Bizarrely, to a fifth anniversary even though the label is six this year: “We wanted to mark five years, last year, with a compilation looking both backwards and forwards. We’d already spent months and months on it but didn’t feel it was quite ready and didn’t want to rush it out, so it was postponed until now. We felt our anniversary, and the music, would still be relevant. This way we could get everything in place.”

The thorough organisation includes an important charity element, for Five Years Of Diynamic – featuring one disc of exclusive new material, and another of freshly remixed catalogue classics – will direct all proceeds to a local children’s hospice charity, Kinderhospiz Sternenbrucke, so that it can build a music therapy room for its terminally ill residents.

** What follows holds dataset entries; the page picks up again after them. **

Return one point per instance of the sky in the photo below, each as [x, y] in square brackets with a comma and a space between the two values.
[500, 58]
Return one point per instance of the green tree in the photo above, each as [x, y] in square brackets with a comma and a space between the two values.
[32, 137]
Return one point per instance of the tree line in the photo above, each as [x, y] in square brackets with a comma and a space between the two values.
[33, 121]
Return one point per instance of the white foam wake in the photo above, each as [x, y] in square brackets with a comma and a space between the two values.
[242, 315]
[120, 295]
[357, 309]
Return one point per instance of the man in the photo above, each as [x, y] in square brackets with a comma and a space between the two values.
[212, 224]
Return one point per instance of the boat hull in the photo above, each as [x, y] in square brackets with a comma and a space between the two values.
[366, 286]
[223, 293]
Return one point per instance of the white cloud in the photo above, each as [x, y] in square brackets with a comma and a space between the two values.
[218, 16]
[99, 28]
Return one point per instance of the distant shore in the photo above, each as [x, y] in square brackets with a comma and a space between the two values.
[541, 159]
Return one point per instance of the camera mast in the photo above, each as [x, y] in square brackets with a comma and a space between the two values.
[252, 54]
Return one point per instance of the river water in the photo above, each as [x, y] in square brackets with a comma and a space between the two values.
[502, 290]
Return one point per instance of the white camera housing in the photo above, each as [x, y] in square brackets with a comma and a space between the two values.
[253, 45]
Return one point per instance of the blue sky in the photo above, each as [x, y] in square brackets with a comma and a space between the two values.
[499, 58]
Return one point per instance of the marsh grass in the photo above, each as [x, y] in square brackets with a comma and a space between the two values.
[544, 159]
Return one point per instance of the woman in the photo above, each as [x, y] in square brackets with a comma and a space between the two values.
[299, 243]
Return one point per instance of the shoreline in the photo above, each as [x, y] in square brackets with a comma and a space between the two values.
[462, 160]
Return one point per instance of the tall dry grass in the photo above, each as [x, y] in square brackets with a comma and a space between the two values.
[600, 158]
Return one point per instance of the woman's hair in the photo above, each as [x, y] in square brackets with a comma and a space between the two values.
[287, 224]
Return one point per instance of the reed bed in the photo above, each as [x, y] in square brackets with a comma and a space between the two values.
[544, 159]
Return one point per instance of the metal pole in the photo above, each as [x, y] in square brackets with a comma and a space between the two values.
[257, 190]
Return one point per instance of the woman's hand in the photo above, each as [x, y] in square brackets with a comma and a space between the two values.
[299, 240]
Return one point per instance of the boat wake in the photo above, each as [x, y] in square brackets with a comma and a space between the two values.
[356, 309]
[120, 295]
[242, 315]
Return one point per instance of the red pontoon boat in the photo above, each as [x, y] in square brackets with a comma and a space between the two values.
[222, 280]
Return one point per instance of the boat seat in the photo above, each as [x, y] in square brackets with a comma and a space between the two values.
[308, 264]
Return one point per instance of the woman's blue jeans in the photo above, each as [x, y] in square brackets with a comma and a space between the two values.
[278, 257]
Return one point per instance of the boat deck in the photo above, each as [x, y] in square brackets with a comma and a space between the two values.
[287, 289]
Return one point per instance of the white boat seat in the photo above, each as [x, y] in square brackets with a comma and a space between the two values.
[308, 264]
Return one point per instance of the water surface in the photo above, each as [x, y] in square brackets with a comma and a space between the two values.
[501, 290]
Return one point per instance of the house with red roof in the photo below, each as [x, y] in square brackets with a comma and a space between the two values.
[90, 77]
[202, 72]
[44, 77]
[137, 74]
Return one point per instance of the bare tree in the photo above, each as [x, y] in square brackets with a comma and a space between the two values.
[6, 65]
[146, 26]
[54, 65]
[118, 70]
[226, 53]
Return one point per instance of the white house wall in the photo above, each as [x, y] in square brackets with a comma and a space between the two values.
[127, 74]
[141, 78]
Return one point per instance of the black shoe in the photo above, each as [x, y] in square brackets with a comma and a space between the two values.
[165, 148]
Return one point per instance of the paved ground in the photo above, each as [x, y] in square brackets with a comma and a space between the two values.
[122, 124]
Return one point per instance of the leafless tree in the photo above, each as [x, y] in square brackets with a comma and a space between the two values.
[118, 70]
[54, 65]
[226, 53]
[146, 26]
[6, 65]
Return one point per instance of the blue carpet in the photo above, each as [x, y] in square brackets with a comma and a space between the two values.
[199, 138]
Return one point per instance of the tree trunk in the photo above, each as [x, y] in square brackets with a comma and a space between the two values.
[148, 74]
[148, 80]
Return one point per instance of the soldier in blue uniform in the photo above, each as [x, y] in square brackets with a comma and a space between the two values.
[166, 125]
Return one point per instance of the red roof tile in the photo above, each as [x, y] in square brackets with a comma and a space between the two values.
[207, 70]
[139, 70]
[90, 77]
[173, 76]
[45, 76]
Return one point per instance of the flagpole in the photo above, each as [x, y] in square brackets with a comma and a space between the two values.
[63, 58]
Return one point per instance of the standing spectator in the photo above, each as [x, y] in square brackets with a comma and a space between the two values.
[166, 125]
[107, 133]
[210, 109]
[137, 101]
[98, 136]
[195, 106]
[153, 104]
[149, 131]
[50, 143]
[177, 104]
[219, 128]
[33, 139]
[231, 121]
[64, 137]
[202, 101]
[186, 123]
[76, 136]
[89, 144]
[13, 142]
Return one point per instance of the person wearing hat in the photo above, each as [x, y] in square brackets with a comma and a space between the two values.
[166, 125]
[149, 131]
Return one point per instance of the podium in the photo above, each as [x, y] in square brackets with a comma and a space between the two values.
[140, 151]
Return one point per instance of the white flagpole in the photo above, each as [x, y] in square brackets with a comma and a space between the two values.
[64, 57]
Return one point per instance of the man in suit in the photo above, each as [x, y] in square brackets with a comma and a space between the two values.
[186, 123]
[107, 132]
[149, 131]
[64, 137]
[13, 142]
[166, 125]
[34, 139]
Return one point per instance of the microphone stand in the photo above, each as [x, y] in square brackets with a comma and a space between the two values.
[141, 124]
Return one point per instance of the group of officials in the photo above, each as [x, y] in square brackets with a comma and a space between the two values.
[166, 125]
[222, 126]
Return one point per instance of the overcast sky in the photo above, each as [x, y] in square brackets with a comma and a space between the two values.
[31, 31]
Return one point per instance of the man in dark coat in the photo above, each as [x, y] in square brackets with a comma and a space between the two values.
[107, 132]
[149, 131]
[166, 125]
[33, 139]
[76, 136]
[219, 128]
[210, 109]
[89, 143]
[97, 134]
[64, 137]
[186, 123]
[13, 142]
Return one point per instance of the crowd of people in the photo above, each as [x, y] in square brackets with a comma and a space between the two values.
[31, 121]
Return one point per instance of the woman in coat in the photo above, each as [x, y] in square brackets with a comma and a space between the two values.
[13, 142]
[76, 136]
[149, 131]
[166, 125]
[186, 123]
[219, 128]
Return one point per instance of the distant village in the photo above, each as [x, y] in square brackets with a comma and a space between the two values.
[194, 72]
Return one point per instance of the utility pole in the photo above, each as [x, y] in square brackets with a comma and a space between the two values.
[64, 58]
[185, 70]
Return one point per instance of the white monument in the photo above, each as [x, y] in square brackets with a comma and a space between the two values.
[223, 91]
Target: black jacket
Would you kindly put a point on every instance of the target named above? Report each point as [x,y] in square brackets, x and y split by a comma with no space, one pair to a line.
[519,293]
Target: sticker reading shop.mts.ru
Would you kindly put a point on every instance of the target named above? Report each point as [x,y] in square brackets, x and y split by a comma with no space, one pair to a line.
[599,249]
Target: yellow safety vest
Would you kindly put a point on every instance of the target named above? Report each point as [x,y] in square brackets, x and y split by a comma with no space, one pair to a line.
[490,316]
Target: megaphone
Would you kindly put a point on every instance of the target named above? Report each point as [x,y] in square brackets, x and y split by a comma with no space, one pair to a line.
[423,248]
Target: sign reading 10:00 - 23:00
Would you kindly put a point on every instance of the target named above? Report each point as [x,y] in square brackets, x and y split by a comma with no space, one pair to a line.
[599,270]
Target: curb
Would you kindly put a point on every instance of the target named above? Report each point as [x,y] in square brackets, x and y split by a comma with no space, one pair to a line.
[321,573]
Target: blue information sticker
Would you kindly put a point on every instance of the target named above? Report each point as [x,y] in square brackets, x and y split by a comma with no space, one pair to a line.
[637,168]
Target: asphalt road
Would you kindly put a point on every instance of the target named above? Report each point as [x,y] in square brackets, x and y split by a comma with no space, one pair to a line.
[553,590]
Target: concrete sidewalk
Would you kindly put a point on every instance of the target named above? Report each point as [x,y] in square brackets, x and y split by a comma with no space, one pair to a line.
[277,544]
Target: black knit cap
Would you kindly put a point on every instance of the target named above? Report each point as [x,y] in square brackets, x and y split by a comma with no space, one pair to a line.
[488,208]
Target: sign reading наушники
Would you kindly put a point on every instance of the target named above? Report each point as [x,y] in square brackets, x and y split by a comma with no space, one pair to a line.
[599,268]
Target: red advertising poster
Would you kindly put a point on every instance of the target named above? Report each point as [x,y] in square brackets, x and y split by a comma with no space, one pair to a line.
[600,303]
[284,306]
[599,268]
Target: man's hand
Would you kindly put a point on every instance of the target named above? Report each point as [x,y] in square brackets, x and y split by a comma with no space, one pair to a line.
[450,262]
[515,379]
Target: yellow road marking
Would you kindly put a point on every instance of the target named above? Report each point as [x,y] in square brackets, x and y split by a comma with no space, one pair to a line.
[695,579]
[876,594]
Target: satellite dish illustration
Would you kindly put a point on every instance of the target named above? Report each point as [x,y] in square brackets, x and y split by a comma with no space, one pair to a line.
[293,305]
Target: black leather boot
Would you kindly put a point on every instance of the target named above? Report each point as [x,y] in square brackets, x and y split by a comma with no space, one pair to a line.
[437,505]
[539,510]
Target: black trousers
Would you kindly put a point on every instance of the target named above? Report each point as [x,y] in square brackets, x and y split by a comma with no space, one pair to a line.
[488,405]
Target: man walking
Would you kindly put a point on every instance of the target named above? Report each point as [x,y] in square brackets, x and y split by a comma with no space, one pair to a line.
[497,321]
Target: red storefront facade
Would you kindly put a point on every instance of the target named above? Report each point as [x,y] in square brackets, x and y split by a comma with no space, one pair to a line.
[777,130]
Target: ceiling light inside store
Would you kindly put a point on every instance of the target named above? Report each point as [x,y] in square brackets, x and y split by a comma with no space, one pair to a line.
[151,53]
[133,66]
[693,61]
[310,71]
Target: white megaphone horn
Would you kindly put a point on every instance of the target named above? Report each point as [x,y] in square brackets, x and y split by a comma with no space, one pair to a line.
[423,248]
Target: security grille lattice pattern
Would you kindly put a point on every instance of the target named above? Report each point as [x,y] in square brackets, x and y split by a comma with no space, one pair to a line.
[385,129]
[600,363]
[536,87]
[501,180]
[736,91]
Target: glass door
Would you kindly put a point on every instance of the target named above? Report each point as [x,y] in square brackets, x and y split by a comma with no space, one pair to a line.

“Everything is good with Diynamic so we can afford to do this” Solomun outlines. “We wanted to give something back and Kinderhospiz was a deserving fit. We decided very quickly to help. As for the album itself, it says everything we want it to. We loved the idea of working with artists not directly tied to our own scene; therefore you have Cassius and Hot Chip providing remixes. We will always try different things.”

The anniversary compilation, finally released next month, also celebrates the pain-free birth of Diynamic’s even more wildly experimental sub-label 2DIY4. Diynamic itself has now notched up over 50 releases, spawned a 24-7 booking agency (firing its signings far and wide) and established a tasteful underground Hamburg club, EGO, firmly in line with its own searing dancefloor vision.

“There will never be a better time for me than today to do what I want to do with electronic music” he concludes. “The politics have gone, which is really liberating. People ask me what my sound is but I can’t say; a funky b-line is important as well as the constant desire to experiment but beyond that? I was actually at dinner last week with a fellow artist, and we were both saying ‘how the fuck have we achieved all this?’ I haven’t had the time to think about what I’ve done so far and what it represents. I play everything down... lead a normal life where I can. Making music for a career is great but I don’t let the idea of it distract me from being who I really am. That probably best sums up my sound; it’s just me....”

Words: Ben Lovett

Watergate 11: Solomun is released by Watergate Records on June 18. Five Years Of Diynamic, on Diynamic Music, follows July 16.